Q&A: Tracking the Spread of Infectious Diseases
Kean Associate Professor Feng Qi, Ph.D., in the School of Environmental and Sustainability Sciences, is an expert on geographic information systems used in environmental modeling and public health, including the spread of infectious disease. Kean News talked to her about the spread of COVID-19 and steps to mitigate it around the world.
Q.You received a National Institutes of Health (NIH) grant a few years ago to study flu transmission. What have you learned that can be applied to COVID-19?
My research used tracking technology to capture human movement trajectories, and analyzed data to study infectious disease transmission patterns. Influenza and COVID-19 share many similarities in terms of transmission. Both spread person-to-person, via mostly direct contact, but also indirect contact. The difference lies in the strength of transmission, determined by how long viruses survive outside the human body on different carrying media, and how susceptible humans are to be infected upon contact.

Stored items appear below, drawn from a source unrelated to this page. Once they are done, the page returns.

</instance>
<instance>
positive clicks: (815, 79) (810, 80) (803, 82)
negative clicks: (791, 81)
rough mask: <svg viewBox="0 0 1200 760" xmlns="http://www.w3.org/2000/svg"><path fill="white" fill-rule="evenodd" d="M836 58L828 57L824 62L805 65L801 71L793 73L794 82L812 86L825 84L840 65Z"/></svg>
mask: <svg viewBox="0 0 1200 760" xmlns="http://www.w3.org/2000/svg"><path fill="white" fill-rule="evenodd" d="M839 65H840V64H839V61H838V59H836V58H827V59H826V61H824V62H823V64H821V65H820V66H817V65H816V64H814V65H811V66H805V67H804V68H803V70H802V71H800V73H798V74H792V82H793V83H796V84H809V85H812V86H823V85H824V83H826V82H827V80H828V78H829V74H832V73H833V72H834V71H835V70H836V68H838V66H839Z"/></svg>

Flu and COVID-19 have different R0s (basic reproduction number). The flu has an R0 of 1.3, which means that on average, a single infected person can spread it to 1.3 other people. Scientists have not yet had a final estimation of the R0 for COVID-19, but a study published in the Journal of the American Medical Association in February estimated it between 2 and 3, while more recent studies indicated it could be even higher. In addition, data has also indicated COVID-19 has a higher mortality rate.
Q. How can geospatial tracking be used to control or stop the virus?
Data scientists and geospatial modelers in my research area are developing models to make predictions and test different control and containment strategies.
Scientists from the University of Wisconsin have used data modeling to demonstrate how inter-city or inter-state population mobility control strategies are not as effective as extensive testing strategies. Looking ahead to more businesses opening, tracking technologies could be used to help identify close contacts of infected individuals for effective social intervention. Both South Korea and Singapore have used such technology against this virus.
This is also related to my flu study. Five years ago, I submitted a proposal to the NIH, together with collaborators from Wuhan (our school has collaborated with Central China Normal University in Wuhan for a number of years), the University of Florida, and the Chinese Academy of Sciences. The proposal was to use tracking technology and Bluetooth sensors in mobile devices to measure the proximity between individuals and identify close contacts within the attacking range of viruses for prevention, warning, containment, and control of influenza outbreaks. Unfortunately, the proposal was not funded.
The geospatial community is actively engaged in related studies during this current pandemic. I was happy to see that Apple and Google are stepping forward using Bluetooth technology for COVID-19 contact tracing, very similar to the idea we proposed a few years ago. We hope data accuracy and privacy issues related to the use of such technology can be properly addressed, and it could help mitigate the outbreak.
Q: What privacy issues are there, and how should they be addressed?
For tracing contacts, users need to share their location data for a long time period, 14 days for example. This is a privacy concern to many. I have been checking progress from Google and Apple on their Bluetooth technology and protocols. It seems that they are addressing the privacy issue in four aspects:
- No GPS locations are used, only proximity data with Bluetooth.
- No identification is associated with the position data, only anonymous identifiers are associated with the signals.
- Data is volunteered only, that is, a user chooses to install the app and share the information voluntarily.
- There is no centralized storage and processing of the proximity data. Decentralized processing of data grants no authority the ability to use the data for any other analysis purposes.
This protocol is currently well accepted by users in Europe.
Q. What do you think will happen going forward with COVID-19? Will there be another wave of deaths?
Many scientists model a second wave in the fall. With our medical and general knowledge of this virus accumulating, I am optimistic that the damage from the second wave, if there is one, will be much less than this first wave.
Q. Why are you optimistic about the fall?
We are accumulating valuable knowledge regarding not only the transmission of this virus but the pathology and other aspects of the virus. Scientists are discovering drugs, antibodies, and potential vaccines. Also, the general public has gained tremendous knowledge about this virus and the social distancing effects. So from all aspects, it will not hit us as badly as when we had zero knowledge and experience with it.
Q. What steps can or should be taken now to stop the transmission of COVID-19?
One step is extensive testing. Social distancing protocols should continue for a little longer, as the U.S. has not done extensive testing. The effect of contact tracing technology depends on a large user base, so participation by the public is important. One other important step, of course, is the development of treatments through new drugs or repurposing old drugs, as well as vaccinations. Scientists are working hard on these.